What data was taken and why it matters for security
Call detail records, SMS content, and captured audio from senior officials carry immense intelligence value. Even without full content, metadata reveals who speaks to whom, how often, and from where—gold for mapping influence networks and sensitive operations. With access to carrier intercept systems, the attackers could move beyond metadata to content acquisition, quietly monitoring high-priority targets while blending into legitimate surveillance workflows.
The campaign’s focus on telecom infrastructure also makes remediation harder. Routers and intercept platforms often lack robust monitoring, and compromises can persist through configuration changes, not just malware binaries. That gives an agile actor time to exfiltrate data, stage further access, and leverage trusted network positions for broader espionage.
Defensive priorities now for carriers and enterprises
Security agencies including the FBI and CISA recommend hardening edge devices: patch and update Cisco IOS/IOS XE, disable unnecessary web interfaces, restrict management to out-of-band networks, enforce MFA for admin access, and baseline router configurations for tamper detection. Carriers and large enterprises should audit lawful-intercept platforms, verify access controls and logging, and isolate those systems from broader IT environments.

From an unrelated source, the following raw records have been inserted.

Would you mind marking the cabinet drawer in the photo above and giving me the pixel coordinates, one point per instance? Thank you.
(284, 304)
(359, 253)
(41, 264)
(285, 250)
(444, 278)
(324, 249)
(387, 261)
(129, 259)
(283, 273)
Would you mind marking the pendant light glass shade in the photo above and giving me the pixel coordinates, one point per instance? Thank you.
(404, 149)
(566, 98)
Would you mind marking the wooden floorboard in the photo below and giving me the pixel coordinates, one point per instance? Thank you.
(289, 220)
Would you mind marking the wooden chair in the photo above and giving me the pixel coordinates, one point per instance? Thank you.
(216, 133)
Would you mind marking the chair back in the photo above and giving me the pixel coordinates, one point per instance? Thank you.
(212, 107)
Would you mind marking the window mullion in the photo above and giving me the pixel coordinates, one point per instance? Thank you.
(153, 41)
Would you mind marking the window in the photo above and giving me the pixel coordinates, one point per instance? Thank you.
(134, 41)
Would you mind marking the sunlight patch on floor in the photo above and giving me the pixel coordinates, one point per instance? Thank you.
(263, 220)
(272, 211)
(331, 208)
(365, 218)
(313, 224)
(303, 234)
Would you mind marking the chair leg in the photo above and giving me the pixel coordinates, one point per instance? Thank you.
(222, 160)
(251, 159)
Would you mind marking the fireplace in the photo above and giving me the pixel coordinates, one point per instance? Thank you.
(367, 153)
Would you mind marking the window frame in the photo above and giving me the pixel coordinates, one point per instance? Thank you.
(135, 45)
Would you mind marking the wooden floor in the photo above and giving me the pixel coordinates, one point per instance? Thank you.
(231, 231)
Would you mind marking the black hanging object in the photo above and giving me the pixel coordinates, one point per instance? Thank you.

Organizations should expand telemetry to network appliances using flow data, configuration integrity checks, and authenticated backups. Given the known targeting of universities and smaller ISPs, defenders in education and regional providers should prioritize router hygiene and segmentation. For individuals—especially public officials—the FBI’s advice stands: move sensitive chats and calls to modern end-to-end encrypted services and minimize exposure of voice and SMS for confidential matters.
The bigger picture of sustained global telecom espionage
Salt Typhoon demonstrates that the shortest path to strategic intelligence runs through the world’s carriers and internet gateways. It also shows how espionage and contingency access can coexist: one cluster harvests data while peers prepare for crisis scenarios. With confirmed activity across North America, Europe, Africa, and the Asia-Pacific—and a victim count topping 200—the campaign is unlikely to be a one-off. The next phase will hinge on whether targets can reclaim visibility at the network edge and close the surveillance backdoors that made this operation so effective.